Heart patient's many drugs may interact badly


March 11, 2001|By Joe Graedon and Teresa Graedon | Joe Graedon and Teresa Graedon,Special to the Sun; King Features Syndicate

Q. My father recently suffered a heart attack, but with great doctors and good luck he recovered. He is now taking so many drugs, though, that I am worried. He is easily irritated and confused and lacks energy. I know that some medicines do not mix well, and I fear that his three doctors do not communicate.

Dad is taking atenolol, Mevacor, Lanoxin, Coumadin, Lasix, Valium, Zoloft, Vasotec, potassium and aspirin.
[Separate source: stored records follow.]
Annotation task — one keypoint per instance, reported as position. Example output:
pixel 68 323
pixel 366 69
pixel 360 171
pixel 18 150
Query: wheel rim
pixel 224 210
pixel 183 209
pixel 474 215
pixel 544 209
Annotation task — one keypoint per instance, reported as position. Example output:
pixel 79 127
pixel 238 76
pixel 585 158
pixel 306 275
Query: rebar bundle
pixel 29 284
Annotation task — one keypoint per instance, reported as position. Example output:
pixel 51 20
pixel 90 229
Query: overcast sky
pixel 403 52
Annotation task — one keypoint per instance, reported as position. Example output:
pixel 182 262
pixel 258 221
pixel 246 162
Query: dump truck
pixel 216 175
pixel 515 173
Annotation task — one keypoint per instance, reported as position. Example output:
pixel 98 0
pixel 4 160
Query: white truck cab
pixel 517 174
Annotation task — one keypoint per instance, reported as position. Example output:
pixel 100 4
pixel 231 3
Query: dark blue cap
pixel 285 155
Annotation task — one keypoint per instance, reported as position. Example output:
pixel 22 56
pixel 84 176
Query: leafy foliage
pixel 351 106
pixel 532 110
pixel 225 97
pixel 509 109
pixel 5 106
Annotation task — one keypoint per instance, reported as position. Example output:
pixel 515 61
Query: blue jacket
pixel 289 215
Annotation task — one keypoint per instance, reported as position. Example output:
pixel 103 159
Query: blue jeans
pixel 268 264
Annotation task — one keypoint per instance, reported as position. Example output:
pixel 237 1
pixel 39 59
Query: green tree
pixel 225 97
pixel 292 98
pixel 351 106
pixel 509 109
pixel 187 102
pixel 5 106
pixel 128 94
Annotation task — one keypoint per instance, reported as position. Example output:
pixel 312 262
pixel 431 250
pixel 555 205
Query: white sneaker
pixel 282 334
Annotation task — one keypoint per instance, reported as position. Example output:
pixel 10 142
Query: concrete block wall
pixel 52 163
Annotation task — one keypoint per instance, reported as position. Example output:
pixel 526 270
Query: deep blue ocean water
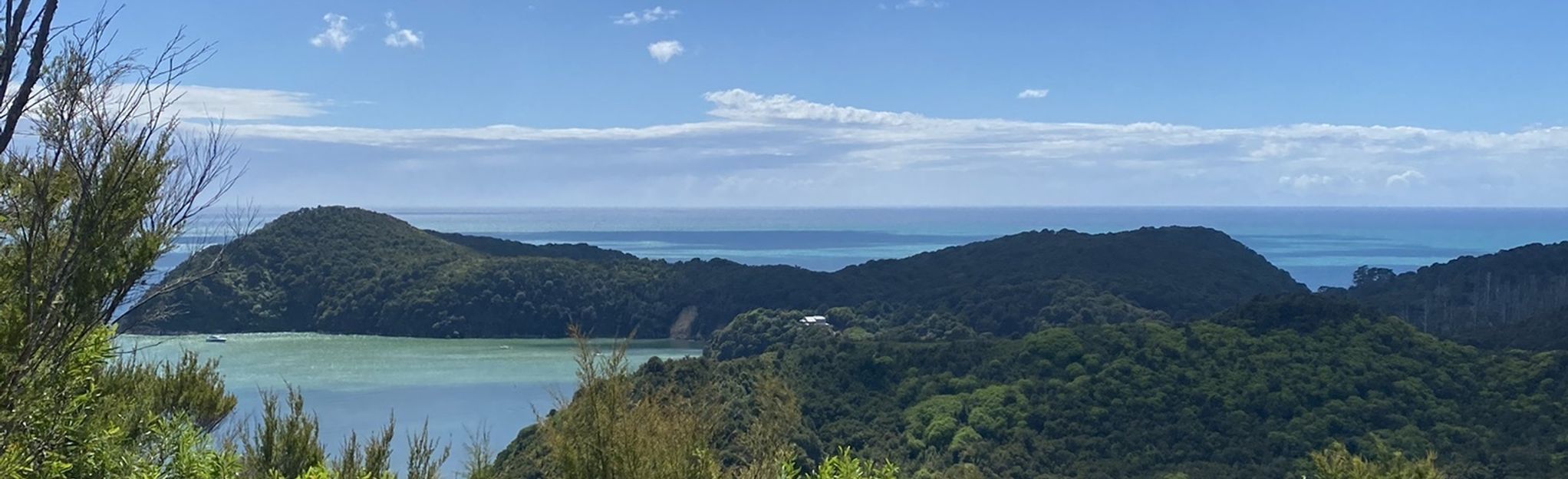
pixel 354 382
pixel 1317 246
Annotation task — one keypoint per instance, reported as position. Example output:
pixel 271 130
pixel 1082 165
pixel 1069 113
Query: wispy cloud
pixel 1404 180
pixel 664 51
pixel 919 4
pixel 402 37
pixel 647 16
pixel 785 150
pixel 243 104
pixel 336 37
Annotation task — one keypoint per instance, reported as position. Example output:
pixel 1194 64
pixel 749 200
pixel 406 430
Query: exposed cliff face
pixel 1509 299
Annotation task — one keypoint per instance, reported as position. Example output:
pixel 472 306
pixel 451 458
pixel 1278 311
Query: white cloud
pixel 921 4
pixel 402 37
pixel 648 16
pixel 228 104
pixel 781 150
pixel 1404 180
pixel 245 104
pixel 336 37
pixel 1306 181
pixel 1034 93
pixel 664 51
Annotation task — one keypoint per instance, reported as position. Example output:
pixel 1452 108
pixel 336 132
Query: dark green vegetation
pixel 351 270
pixel 1247 393
pixel 1509 299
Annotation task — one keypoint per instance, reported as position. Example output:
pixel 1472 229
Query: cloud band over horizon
pixel 758 150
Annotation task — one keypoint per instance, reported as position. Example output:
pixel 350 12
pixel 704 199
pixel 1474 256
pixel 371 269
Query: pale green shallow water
pixel 354 382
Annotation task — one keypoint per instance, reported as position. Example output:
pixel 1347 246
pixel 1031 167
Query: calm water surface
pixel 354 382
pixel 1317 246
pixel 357 382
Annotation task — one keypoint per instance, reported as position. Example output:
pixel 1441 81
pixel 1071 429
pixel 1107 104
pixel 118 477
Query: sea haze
pixel 1317 246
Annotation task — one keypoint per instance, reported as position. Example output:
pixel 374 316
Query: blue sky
pixel 889 103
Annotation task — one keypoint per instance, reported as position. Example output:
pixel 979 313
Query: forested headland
pixel 353 270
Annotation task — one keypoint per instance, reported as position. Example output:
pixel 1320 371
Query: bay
pixel 358 382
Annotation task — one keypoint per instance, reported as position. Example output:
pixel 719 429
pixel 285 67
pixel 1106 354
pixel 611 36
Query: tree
pixel 102 187
pixel 1371 277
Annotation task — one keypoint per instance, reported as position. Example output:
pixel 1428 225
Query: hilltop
pixel 353 270
pixel 1517 297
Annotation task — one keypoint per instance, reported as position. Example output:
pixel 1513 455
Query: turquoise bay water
pixel 354 382
pixel 357 382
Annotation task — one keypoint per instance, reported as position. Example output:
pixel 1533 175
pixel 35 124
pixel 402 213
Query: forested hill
pixel 353 270
pixel 1247 393
pixel 1509 299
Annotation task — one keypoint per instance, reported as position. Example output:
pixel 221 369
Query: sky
pixel 878 103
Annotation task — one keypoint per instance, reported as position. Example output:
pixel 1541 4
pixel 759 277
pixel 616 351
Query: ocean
pixel 460 385
pixel 1317 246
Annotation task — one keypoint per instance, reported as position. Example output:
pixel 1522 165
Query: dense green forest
pixel 1509 299
pixel 351 270
pixel 1247 393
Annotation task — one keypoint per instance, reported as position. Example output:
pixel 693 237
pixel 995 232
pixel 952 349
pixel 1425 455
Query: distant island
pixel 353 270
pixel 1159 352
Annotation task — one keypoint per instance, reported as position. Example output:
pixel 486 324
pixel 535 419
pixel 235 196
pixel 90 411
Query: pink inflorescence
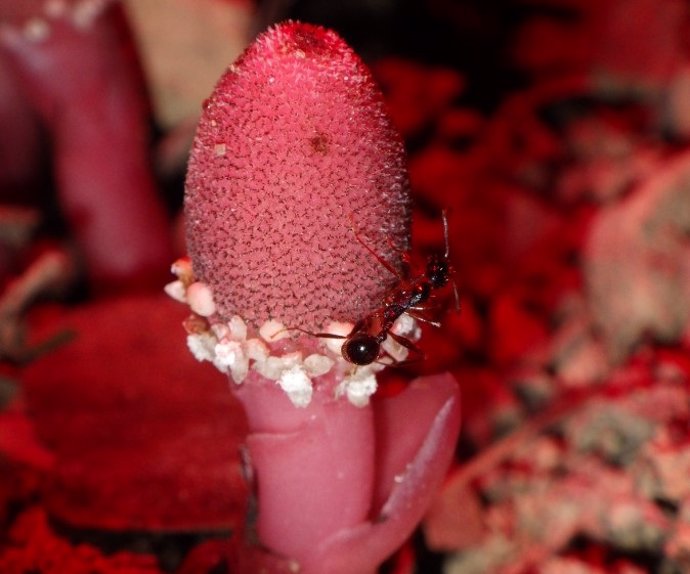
pixel 295 158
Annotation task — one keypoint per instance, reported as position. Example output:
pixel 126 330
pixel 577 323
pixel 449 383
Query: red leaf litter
pixel 569 210
pixel 144 437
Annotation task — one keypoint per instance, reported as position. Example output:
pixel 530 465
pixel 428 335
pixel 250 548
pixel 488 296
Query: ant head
pixel 420 293
pixel 437 271
pixel 361 349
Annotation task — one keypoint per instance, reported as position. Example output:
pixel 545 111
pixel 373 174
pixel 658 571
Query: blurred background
pixel 556 134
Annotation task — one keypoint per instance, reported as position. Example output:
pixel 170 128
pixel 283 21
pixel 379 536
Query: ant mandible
pixel 362 346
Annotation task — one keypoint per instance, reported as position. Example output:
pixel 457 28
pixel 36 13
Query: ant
pixel 362 346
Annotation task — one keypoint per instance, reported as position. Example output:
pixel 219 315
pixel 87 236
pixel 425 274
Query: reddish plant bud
pixel 293 156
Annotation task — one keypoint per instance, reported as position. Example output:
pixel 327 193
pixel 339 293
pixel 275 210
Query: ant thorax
pixel 293 358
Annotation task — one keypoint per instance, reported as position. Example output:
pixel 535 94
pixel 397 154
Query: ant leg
pixel 416 313
pixel 319 335
pixel 446 240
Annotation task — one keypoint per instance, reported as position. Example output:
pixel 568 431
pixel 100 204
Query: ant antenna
pixel 444 217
When he has a headache, which is fairly often, he also takes Aleve or Tylenol. What can I do to make sure these drugs won't cause some dangerous interactions?

A. We are concerned about your father's medicines. Aspirin, Aleve, Tylenol and Zoloft might interact with Coumadin to make him more susceptible to hemorrhage. Mevacor might also increase the possibility of bleeding with Coumadin. Although aspirin may help prevent another heart attack, it might reduce the effectiveness of atenolol and Vasotec. Valium might interact with Lanoxin, leading to side effects. Your dad also must have his potassium monitored, because Vasotec and Lasix can affect this vital mineral.

We suggest discussing this with his physicians. But he must not stop any medication without medical advice.